The idea is, as an old girlfriend of mine used to describe quantum physics, "complexly simple".
First some background on my recently acquired feeble understanding of why we care about TSR. My understanding is that any set of blades has some specific TSR at which it will perform at it's theoretical best. The TSR at which that set of blades will generate the most power it can.
A "sweet spot", so to speak, and this sweet spot is NOT the speed that set of blades would achieve if it were free-wheeling. The free-wheeling speed is the max rotational speed for a given wind speed, but not the rotational speed that gathers the largest possible amount of power from a given wind. When you apply "back torque" to the blades with an alternator, you are slowing it down from its free-wheeling speed towards its "sweet spot" on the TSR curve. Happily, your alternator is soaking up the power from that back torque, so all is good. If you apply too much back torque, you move the "system" past its sweet spot and back down the other side of the TSR vs. power curve towards the ultimate slowdown of a stall condition.
To make our set of blades hit their sweet spot with one wind speed requires a particular amount of back torque from the alternator. To accomplish this same sweet spot at a different wind speed, requires a different amount of back torque. There is no single "perfect" amount of back torque, as it varies with wind speed. Normally one looks for a prevailing wind/blade/alternator/battery/load combination that produces an acceptable compromise. Too "big" of an alternator and your cut-in speed is too high or the blade stalls in a modest wind. Too "small" of an alternator and you never get as much out of your blades as they are capable of. (some of that last bit may be off, but you get the idea). You have to reach a happy compromise.
If one were to hook an MPPT controller that is designed for solar power up to a windmill and charge batteries with it, it would solve some of the problems of mating alternator and blades, but not all of them. Such a controller will try to take whatever the alternator is putting out and maximize its power transfer into the battery by trading off current and voltage. The load presented to the mill is left to chance, and will not be optimum at all wind speeds.
If, on the other hand, one were to make a controller that knew how much load to apply for a given wind speed to get just the right amount of back-torque on the blades to make them run at their best TSR, one might achieve the other half of the solution, which is to apply a load that guarantees the best possible power efficiency of the blades for whatever wind speed is presently available.
It seems what is needed is a combination of these two principles into a single windmill MPPT controller which will use an anemometer input to gather current wind speed data, compute based on previously learned data what would be the ideal load at that windspeed. Such a load would result in these blades running at a speed that puts out the largest potential power at that windspeed. Our alternator could supply this max power only if we give it precisely the right amount of load. So the load on the alternator (which is supplied by our MPPT controller) needs to be adjusted to match this "best load".

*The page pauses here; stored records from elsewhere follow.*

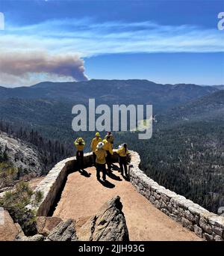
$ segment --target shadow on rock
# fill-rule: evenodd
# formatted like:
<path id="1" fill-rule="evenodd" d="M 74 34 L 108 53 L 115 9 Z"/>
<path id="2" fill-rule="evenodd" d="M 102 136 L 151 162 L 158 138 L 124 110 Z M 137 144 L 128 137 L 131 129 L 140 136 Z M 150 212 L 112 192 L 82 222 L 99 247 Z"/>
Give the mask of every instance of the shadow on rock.
<path id="1" fill-rule="evenodd" d="M 117 176 L 117 175 L 115 175 L 115 174 L 114 174 L 113 173 L 112 173 L 112 172 L 108 171 L 108 172 L 107 172 L 107 175 L 108 175 L 108 177 L 110 177 L 111 179 L 113 179 L 113 180 L 119 180 L 119 181 L 122 180 L 120 178 L 120 177 L 119 177 L 119 176 Z"/>
<path id="2" fill-rule="evenodd" d="M 91 176 L 91 174 L 87 172 L 85 170 L 81 170 L 81 171 L 78 171 L 81 175 L 83 175 L 84 177 L 90 177 Z"/>
<path id="3" fill-rule="evenodd" d="M 100 182 L 102 184 L 102 186 L 108 189 L 113 189 L 115 187 L 114 184 L 111 183 L 110 181 L 107 180 L 99 180 L 99 182 Z"/>

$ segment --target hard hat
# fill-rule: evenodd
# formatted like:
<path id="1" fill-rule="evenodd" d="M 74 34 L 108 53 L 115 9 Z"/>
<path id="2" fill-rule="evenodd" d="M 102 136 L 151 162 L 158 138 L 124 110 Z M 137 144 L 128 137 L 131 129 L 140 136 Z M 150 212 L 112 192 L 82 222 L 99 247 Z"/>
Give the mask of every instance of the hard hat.
<path id="1" fill-rule="evenodd" d="M 104 145 L 105 145 L 105 144 L 104 144 L 102 142 L 99 142 L 98 144 L 97 144 L 97 146 L 96 146 L 96 148 L 97 148 L 97 149 L 102 148 Z"/>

So, our blades are capable of a particular amount of max power at this wind speed, and through the alternator they produce this power with a particular "best load". We then need to adjust the algorithm of the MPPT controller's DC to DC converters to shoot for delivering exactly that same power level to the battery. Make it adjust the charging voltage until that voltage times the resulting charging current equals our preferred power level, and voila! Our MPPT controller is pushing just enough power to the battery to create our "ideal load" on the alternator we have connected. This in turn provides precisely the back torque required to make our blades spin with whatever we have empirically determined is their ideal TSR.

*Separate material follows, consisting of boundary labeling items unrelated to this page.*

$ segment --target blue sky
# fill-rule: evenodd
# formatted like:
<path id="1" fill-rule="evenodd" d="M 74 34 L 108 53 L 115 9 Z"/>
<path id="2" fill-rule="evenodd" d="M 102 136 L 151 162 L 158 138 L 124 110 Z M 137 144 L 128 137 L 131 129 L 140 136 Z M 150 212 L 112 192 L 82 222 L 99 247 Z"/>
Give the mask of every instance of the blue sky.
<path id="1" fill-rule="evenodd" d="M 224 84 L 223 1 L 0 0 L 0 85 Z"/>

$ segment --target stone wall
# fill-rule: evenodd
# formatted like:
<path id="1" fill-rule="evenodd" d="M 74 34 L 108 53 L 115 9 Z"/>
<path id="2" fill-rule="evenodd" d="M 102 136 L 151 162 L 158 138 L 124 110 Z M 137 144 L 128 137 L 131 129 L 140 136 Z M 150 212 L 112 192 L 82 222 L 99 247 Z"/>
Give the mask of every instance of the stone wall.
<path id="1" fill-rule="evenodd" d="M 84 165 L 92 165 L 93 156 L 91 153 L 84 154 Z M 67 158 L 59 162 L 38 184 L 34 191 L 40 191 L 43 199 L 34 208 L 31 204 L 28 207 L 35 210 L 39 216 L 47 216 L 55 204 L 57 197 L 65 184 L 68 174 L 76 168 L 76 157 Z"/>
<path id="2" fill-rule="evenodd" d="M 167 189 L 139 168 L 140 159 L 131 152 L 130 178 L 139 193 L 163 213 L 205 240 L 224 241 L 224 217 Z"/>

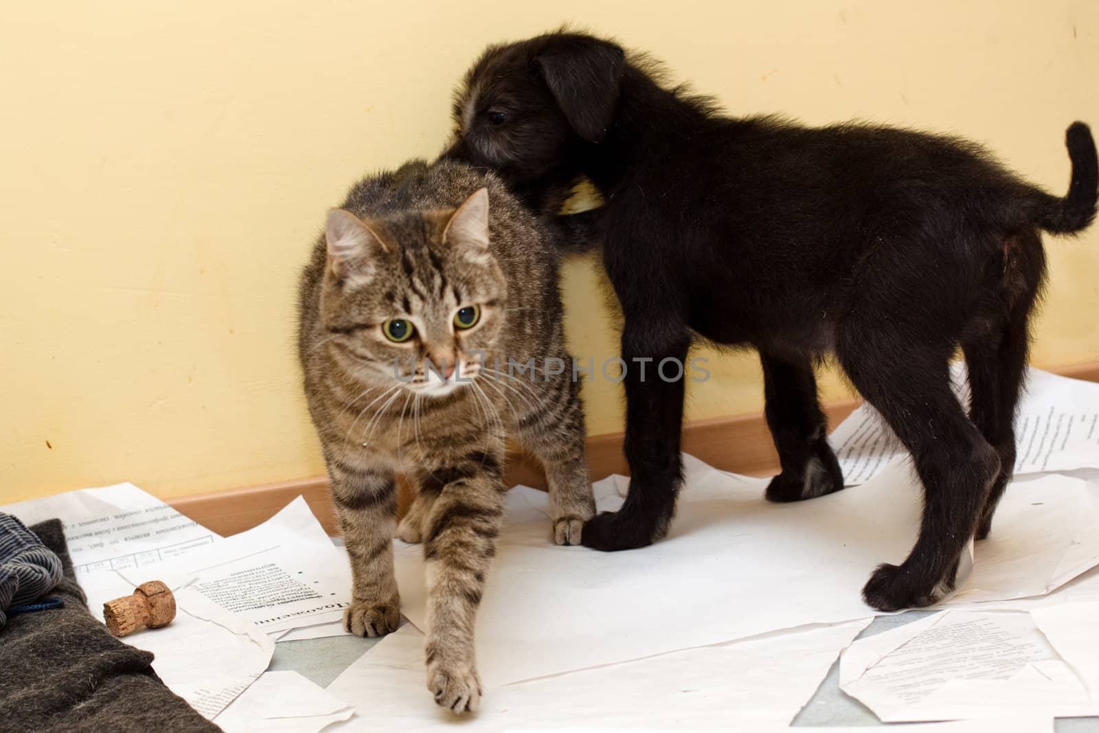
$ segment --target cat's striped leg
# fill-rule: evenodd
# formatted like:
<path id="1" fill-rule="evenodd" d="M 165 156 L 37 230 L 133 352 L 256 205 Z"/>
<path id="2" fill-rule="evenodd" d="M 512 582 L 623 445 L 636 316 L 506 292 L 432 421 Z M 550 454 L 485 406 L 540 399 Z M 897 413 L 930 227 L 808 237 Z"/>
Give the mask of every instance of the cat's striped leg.
<path id="1" fill-rule="evenodd" d="M 541 412 L 529 413 L 517 421 L 520 442 L 545 469 L 553 536 L 558 545 L 580 544 L 584 523 L 596 514 L 584 447 L 584 408 L 579 389 L 569 375 L 560 375 L 556 384 L 544 390 L 553 399 L 543 404 Z"/>
<path id="2" fill-rule="evenodd" d="M 351 559 L 352 604 L 344 628 L 356 636 L 397 631 L 400 596 L 393 576 L 397 486 L 393 474 L 329 460 L 332 500 Z"/>
<path id="3" fill-rule="evenodd" d="M 423 522 L 431 511 L 431 502 L 435 496 L 430 491 L 423 491 L 419 487 L 414 488 L 412 503 L 408 512 L 397 524 L 397 536 L 410 544 L 420 544 L 423 538 Z"/>
<path id="4" fill-rule="evenodd" d="M 503 523 L 502 442 L 470 451 L 452 465 L 423 523 L 428 573 L 428 689 L 455 712 L 476 710 L 480 678 L 474 654 L 474 621 L 496 538 Z"/>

So, in review, our special MPPT is adjusting the charging voltage/current so as to take whatever alternator we have in our system and use it to move our blades into their sweet spot on the TSR vs. power curve and keep them in that sweet spot as the wind speed varies over a wide range.
At the same time we get other benefits such as making our system less dependent on precise alternator design, getting the lowest possible cut-in speed, and not wasting power at high wind speeds by running our blades at an inefficient TSR. And finally ( a question for the experts) perhaps by decoupling some of our divergent design criteria such as cut-in speed vs. highest max power, perhaps we can develop a set of blades with a higher efficiency without sacrificing cut-in speed.
See, just like the lady said, complexly simple.